Her eyes widened with comprehension. “Oh jeez, I'm sorry.”
“It's okay.” He managed a ragged attempt at a smile. “The truth is, I was never big on recreational drugs anyhow. So, yeah, I'm a bit of a Puritan.”
“You're so responsible. Were you ever just footloose and fancy free?”
He thought back. “My folks taught us to be responsible. I cut loose a few times. Broke curfew and snuck in late; hung out at the lake drinking too much beer. I wasn't exactly a rabble-rouser but . . .” He shrugged.
“You weren't always Mr. Straightlaced? That's reassuring. Was it parenthood that changed you?”
“When you're responsible for another human being, you grow up fast and take things pretty seriously.”
“Unless you're my parents.”
He grimaced. “Sorry about that.”
She curled into her corner of the couch, feet tucked under her, facing him. “You and Jess were young when you had Robin.”
“Fresh out of high school.” He put his feet up on the coffee table, angling his body so he could look at her.
“I'd have thought you were the kind of guy who'd have headed off to college and waited a while to get married.”
That was what he'd intended, and what his parents had wanted for him. “Pregnancy has a way of changing the best-laid plans.” He remembered the day Jessie had come to him, distraught, and told him that Evan had knocked her up before leaving town to attend Cornell. She said she planned to have the baby but she didn't want to tell Evan about it. Evan had always, since he was a kid, wanted to get out of Caribou Crossing. She was pretty sure that if he knew she was pregnant he'd feel obligated to marry her and it would ruin both their lives. Dave had never seen spunky Jessie Bly look so whipped.
When he had reflected on her dilemma, the solution was obvious. He and Jessie liked each other a lot and could build a happy family. So he'd proposed, and persuaded her to accept.
“You had unprotected sex?” Cassidy asked. “You don't strike me as that kind of guy, even back when you were cutting loose.”
He wasn't stupid. Nor were Jessie and Evan. “The condom broke.”
“Ah. That'll do it. Did you guys consider abortion?”
“Never. The very thought that Robin might not exist . . .”
She nodded. “The world would be worse off, that's for sure.”
And his world would be unthinkable.
“Is it hard, now that Jess has remarried and you have to share Robin with Evan?”
Dave swallowed. Cassidy did have a knack of nailing the tough issues, at least in other people's lives. “Yeah, it's hard.” Harder than she could imagine, because Evan now knew the truth. He'd been a good guy about it, agreeing to maintain the pretense that Dave was Robin's biological father. Yet in some indefinable way it changed things.

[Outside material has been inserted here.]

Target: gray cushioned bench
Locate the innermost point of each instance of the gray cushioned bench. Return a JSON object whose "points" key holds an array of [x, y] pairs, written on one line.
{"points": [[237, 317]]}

Dave had loved Jessie. Even if it wasn't that earthshaking, once-in-a-lifetime feeling he'd had for Anita, he'd loved her as his best friend, his wife, the mother of their daughter. Now, she was Evan's life mate. Dave had loved Anita with every fiber of his being, and she was gone. Robin was the most important person in his life, and now he shared fatherhood with Evan.
Too many losses. This was what happened when you let yourself love people. Maybe Cassidy was right. It was safest to avoid love.